Foto: picture-alliance/dpa
O libertário e o ditador
Defensor do livre-mercado, o economista americano Milton Friedman é um dos vencedores mais controversos do Nobel de Economia. O prêmio, dado a ele em 1976, gerou protestos internacionais, por conta de um suposto vínculo com o ditador Augusto Pinochet. Friedman havia visitado o Chile um ano antes, e manifestantes alegaram que suas teorias econômicas inspiraram o regime opressor.
Foto: PD
O Nobel da paz ilusória
O Nobel da Paz de 1994, compartilhado pelo então líder palestino Yasser Arafat, o premiê israelense Yitzhak Rabin e o ministro do Exterior de Israel Shimon Peres, buscava alavancar o processo de paz no Oriente Médio. Mas as negociações falharam, e Rabin foi morto por um nacionalista israelense um ano depois. Um membro do comitê do Nobel renunciou após a decisão e chamou Arafat de "terrorista".
Foto: Jamal Aruri/AFP/Getty Images
Um livro de memórias turvas
Defensora dos direitos indígenas, a guatemalteca Rigoberta Menchú ganhou o Nobel da Paz em 1992 por “seu trabalho a favor da justiça social e da reconciliação étnico-cultural”. Mais tarde, sua autobiografia, publicada em 1982 e grande alavanca de sua popularidade, foi acusada de ter passagens fictícias. Por esse motivo, muitos argumentaram que Menchú não seria merecedora do prêmio.
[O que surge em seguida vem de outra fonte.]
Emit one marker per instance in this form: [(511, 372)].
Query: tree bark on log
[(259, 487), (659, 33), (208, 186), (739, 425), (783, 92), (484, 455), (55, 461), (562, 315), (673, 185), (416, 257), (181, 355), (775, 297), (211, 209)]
Foto: picture-alliance/dpa/D. Fernandez
Prestígio antecipado
Barack Obama ganhou o Nobel da Paz em 2009, e até ele próprio ficou supreso. Em seu primeiro ano como presidente dos Estados Unidos, Obama foi homenageado "por seus esforços extraordinários em fortalecer a diplomacia internacional e a cooperação entre os povos". Muitos alegaram que a homenagem foi prematura e que veio antes de ele ter, de fato, a chance de causar um verdadeiro impacto.
Foto: picture-alliance/dpa
Prêmio póstumo
Em 2011, Jules Hoffmann, Bruce Beutler e Ralph Steinman levaram o Nobel de Medicina pela descoberta de uma nova célula do sistema imunológico. Mas Steinman morreu de câncer alguns dias antes da premiação e, de acordo com as regras, prêmios não podem ser concedidos postumamente. O conselho decidiu manter os homenageados, alegando não ter conhecimento da morte de Steinman no momento da decisão.
Foto: picture-alliance/dpa/Rockefeller University
A maior omissão
Não só os vencedores são responsáveis por tornar o Nobel um prêmio controverso. Mahatma Gandhi, líder da luta pacífica pela independência da Índia, foi indicado cinco vezes ao Nobel da Paz, mas nunca ganhou. Em 2006, Geir Lundestad, membro do Comitê Nobel, disse: “A maior omissão nos nossos 106 anos de história é, sem dúvida, o fato de Gandhi nunca ter recebido o Nobel da Paz.”